I found it exhausting to read, partly because it is emotionally exhausting to read about the struggles of parents of a very ill little girl who at first requires regular blood transfusions and is then is in danger from the iron in those, as well as about how the family must wrestle with the possibility of a bone marrow transplant which offers hope but is also dangerous.
But it was also exhausting because of the writing style. At times, it felt intellectual, which should have been restful given the emotional nature of the subject matter, but because the language was loaded with detail and imagery, it wasn’t.
I found that I wanted something more spare and plainspoken, although I usually love figurative language, because the sheer number of details and metaphors and the repetitiveness of certain patterns, like the insightful analogy at the end of the chapter, or the use of the same words in the last paragraph that appeared in the first paragraph of the next chapter, made the book seem almost cluttered.

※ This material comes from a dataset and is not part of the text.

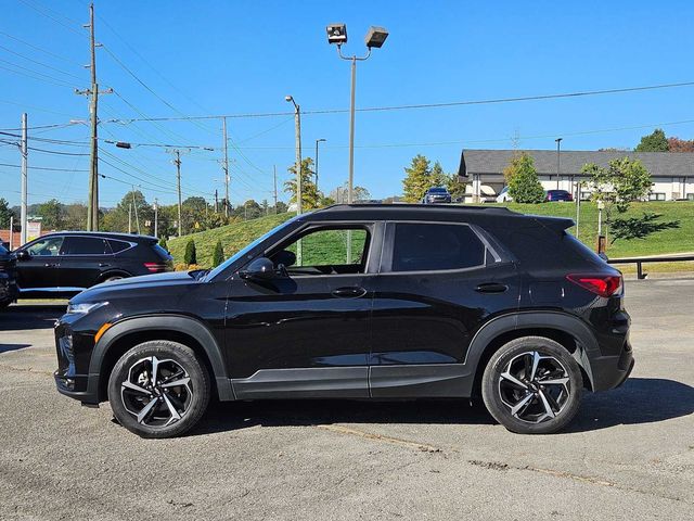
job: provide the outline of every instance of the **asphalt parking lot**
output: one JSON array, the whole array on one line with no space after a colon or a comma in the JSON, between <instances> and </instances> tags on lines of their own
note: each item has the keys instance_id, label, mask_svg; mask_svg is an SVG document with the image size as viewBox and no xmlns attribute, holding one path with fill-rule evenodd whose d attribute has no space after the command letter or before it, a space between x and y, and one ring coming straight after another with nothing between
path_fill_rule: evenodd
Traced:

The blurb made me think the book would be as much about the reconciliation of Heather with Brian, her daughter’s father, as about Gracie’s illness, but that may have been wishful thinking. Heather and Brian reconcile fairly early on and face most of their troubles together, though the strain resulting from Gracie’s illness certainly takes a toll on their relationship.
Despite his initial reluctance to step into the role of father, once he embraces it, Brian does a wonderful job. There were times when I wished that Heather could appreciate it more.
It was entirely understandable and relatable that, when consumed so much with little Gracie’s ill health and the monumental decisions that had to be made on her behalf, it would be difficult to have energy left to nurture and grow a romantic relationship. But I wished that Heather could take a few more moments to appreciate that Brian had to be suffering, too.
Maybe that ties back the issue I had with the literary language and style. The book felt like it was trying too hard to be artful, when a story like this one could have benefitted from being more direct and spare. C.
Florida by Lauren Groff
I started reading this literary short story collection in June and stopped due to illness. It went back to the library and I haven’t checked it out again, though it was very readable. Before it went back, I read the first four stories.
“Ghosts and Empties” was about a female jogger running through her neighborhood and meditating on, among things, its empty houses.
“At the Round Earth’s Imagined Corners” covered the childhood and then adult life of a man whose father had been abusive to his mother, and the main character’s resultant feelings of alienation.
“Dogs Go Wolf” was about two little girls stranded on an island, facing starvation and other dangers.
“The Midnight Zone” was about a mom who decides to stay in a cabin with her two boys even after her husband has to leave, in order to prove her self-sufficiency.
Florida is what ties the stories together.
Individually, the four stories I read were well-written, especially “At the Round Earth’s Imagined Corners.” They also evoked their setting extremely well.
Taken together, though, the stories were less satisfying, because their similarities were too great. Three of the four stories had vulnerable characters stranded in a dangerous situation and dependent on others to come rescue them. In two of these three stories some or all of the stranded characters were children, which of course added to the suspense. But I also felt manipulated by the use of the child-in-jeopardy trope. All four stories had a disquieting sense of menace and by the fourth story, this had begun to seem like part of the author’s schtick.
This part of the collection is an example of how the whole can be less than the sum of its parts. I would give “Ghosts and Empties” a B, “At the Round Earth’s Imagined Corners” an A-, “Dogs Go Wolf” a B+ and “The Midnight Zone” a C+. Yet to all four taken together I would only give a B-, and reading them back-to-back didn’t leave me with a hunger to read further. DNF, for now.